Replied by: RKALC Admin | Date: 2/1/2025 11:41:38 PM

further quetstion by the user

Why changed the width of applied load to 875mm instead column is 600x600 for this example?
In the example you have shown in guide online has 420mm width of strut? why 1000mm width of pile cap is not used?

further clarification by RKALC:
the width of applied load is not changed, remained as in the example you mentioned. at 875 mm.
With regards to the column width of 600, this is a question to the example writer. He might have reduced the width of the node to claim development length past the node. In real life the width of the wall should extend past the column a bit, not flush.
In all cases the main question you might ask about this example is that why did the writer reduce the node on both sides of the column not only on the outer edge?
More generally, reducing the width of the node by some 10 mm won't make tahd difference, you would also design for some utilisation in reo as well as the stresses.
As I mentioned in the previous message, the example you qouted includes several problems, i only tried to tweak the input to get the angle and lengths matching.
In RKALC we have allowed for 50 mm reduction of the span on each side for covers and the like.
You as a user can make all of these judgements in sizing the nodes or span or width of applied load or effective depth etc..this is the whole point of iterating that would take forever if you are doing this manually.

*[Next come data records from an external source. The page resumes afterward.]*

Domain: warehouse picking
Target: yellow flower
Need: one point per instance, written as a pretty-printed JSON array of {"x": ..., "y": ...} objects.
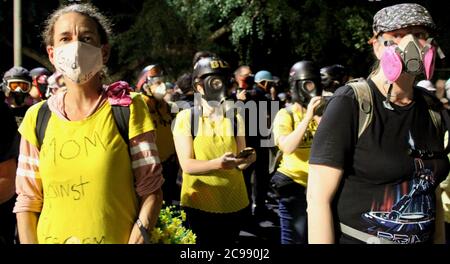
[{"x": 170, "y": 229}]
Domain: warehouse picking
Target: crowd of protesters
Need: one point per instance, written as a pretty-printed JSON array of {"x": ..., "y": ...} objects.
[{"x": 347, "y": 160}]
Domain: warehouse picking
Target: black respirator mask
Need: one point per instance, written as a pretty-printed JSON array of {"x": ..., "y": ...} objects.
[
  {"x": 302, "y": 91},
  {"x": 215, "y": 88}
]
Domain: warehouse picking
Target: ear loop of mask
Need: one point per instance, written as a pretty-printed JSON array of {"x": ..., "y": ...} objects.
[{"x": 392, "y": 66}]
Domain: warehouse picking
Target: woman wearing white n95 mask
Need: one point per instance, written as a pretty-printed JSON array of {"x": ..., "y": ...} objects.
[{"x": 86, "y": 182}]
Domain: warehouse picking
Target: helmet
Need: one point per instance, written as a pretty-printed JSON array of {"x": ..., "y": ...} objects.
[
  {"x": 263, "y": 76},
  {"x": 303, "y": 70},
  {"x": 210, "y": 66},
  {"x": 333, "y": 76},
  {"x": 16, "y": 79},
  {"x": 151, "y": 72},
  {"x": 304, "y": 81}
]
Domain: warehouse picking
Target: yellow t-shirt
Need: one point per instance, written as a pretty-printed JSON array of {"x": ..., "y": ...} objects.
[
  {"x": 294, "y": 165},
  {"x": 86, "y": 175},
  {"x": 219, "y": 191},
  {"x": 162, "y": 121}
]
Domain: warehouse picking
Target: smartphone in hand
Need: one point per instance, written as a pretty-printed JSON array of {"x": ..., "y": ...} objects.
[{"x": 245, "y": 153}]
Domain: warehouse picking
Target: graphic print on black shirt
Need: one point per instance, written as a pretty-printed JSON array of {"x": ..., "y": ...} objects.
[
  {"x": 385, "y": 191},
  {"x": 406, "y": 214}
]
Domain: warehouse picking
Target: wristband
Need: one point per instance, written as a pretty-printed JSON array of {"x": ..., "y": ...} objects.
[{"x": 144, "y": 231}]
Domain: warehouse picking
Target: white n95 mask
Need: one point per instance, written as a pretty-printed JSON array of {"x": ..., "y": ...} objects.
[{"x": 78, "y": 61}]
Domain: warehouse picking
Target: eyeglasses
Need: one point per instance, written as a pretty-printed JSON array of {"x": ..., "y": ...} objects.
[{"x": 18, "y": 86}]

In the website example, the width of the wall was reduced to 420 because the support is a 600 dia pile, converted to a 420x420 sq.mm area. In other words the depth into the page is made smaller than the wall's. This is a bit of conservatism and simplification to work out the strut check whcih is having a bottleneck at the node.

This software is specifically developed for someone like you who can verify and challenge the output via research and cross checking. Thank you for all of the queries.


final comment by the user: Thanks you for in depth clarification. Really appreciated your assistance. This was interesting as NZS and AS also specifies to do STM rather than rational simplied formular method of designing RC elements. STM is now mandatory as well as FEM.

Replied by: RKALC Admin | Date: 2/1/2025 11:42:12 PM

final comment by the user:

Thanks you for in depth clarification.
Really appreciated your assistance. This was interesting as NZS and AS also specifies to do STM rather than rational simplied formular method of designing RC elements. STM is now mandatory as well as FEM.